Süddeutsche Zeitung, 12.05.2001

Biedenkopf oder: Schuld sind immer die anderen

Biedenkopfs Version fängt an zu bröckeln
 
DRESDEN. Es kann von Größe zeugen, wenn ein Politiker in Bedrängnis Fehler eingesteht. Er kann damit sogar eine brisante Affäre entschärfen. Allerdings funktioniert dies nur, wenn er von eigenen Fehlern spricht - und nicht, wenn er sie bei den anderen sucht. Genau das aber hat Sachsen Ministerpräsident Kurt Biedenkopf in dieser Woche versucht. In der Affäre um seine preiswerte hotelähnliche Dienstwohnung am Dresdner Elbhang hat er freimütig Fehler eingeräumt. Jedoch bekannte er sich nicht zu eigenen Fehlern, sondern stilisierte sich zum Opfer der eigenen Regierung.

Er und seine Frau seien in eine unmögliche Lage gebracht worden. Biedenkopf machte frühere Weggefährten verantwortlich, vor allem Ex-Finanzminister Georg Milbradt, den er zu Jahresbeginn im Streit entlassen hatte. Der soll nun die peinlichen Mietverträge verantworten.

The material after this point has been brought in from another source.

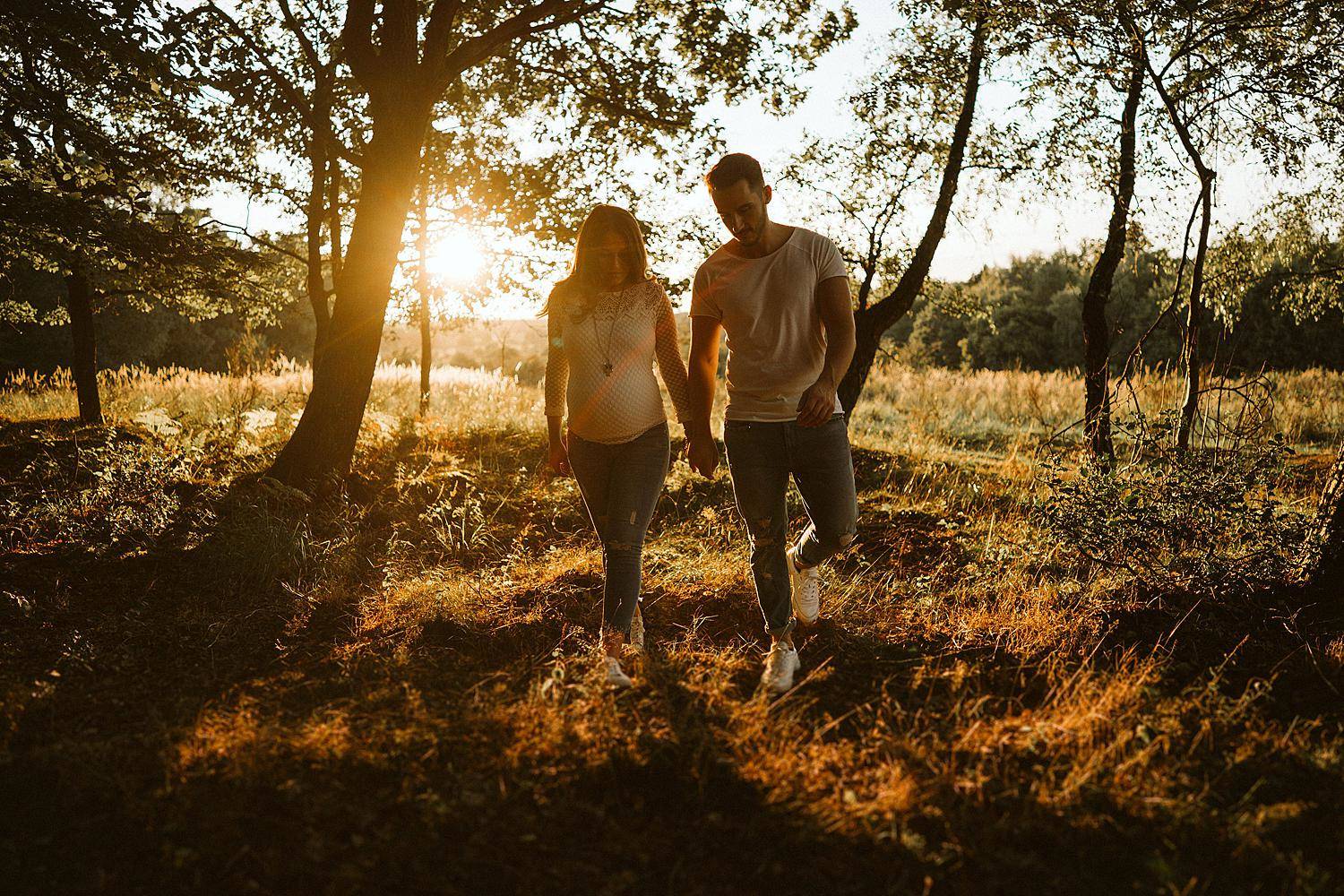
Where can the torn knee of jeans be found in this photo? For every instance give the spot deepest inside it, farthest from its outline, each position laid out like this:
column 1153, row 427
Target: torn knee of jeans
column 763, row 540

Doch diese Schuldzuweisung war ohnehin wenig elegant. Denn sofort fragte man, weshalb Biedenkopf nie selbst auffiel, dass er arg billig auf Staatskosten logiert. Vor allem aber erschien der Verweis auf Milbradt äußerst unglaubwürdig - und damit brandgefährlich. Hatte denn nicht Frau Biedenkopf als „Feldwebel der Kompanie" sich stets selbst um alles gekümmert?

Es dauerte nur wenige Tage, bis Biedenkopfs Version durch weitere Enthüllungen zu bröckeln begann. Damit hat die Dienstvilla-Affäre eine neue Dimension bekommen. Es geht nicht mehr nur um die Frage, ob der Luxus auf Staatskosten ein Skandal oder eine lässliche Sünde ist. Jetzt wird das ohnehin erbärmliche Krisenmanagement beleuchtet: Es geht nun um die Frage, ob Biedenkopf die Wahrheit sagte, als er anderen die Schuld für seine Misere gab.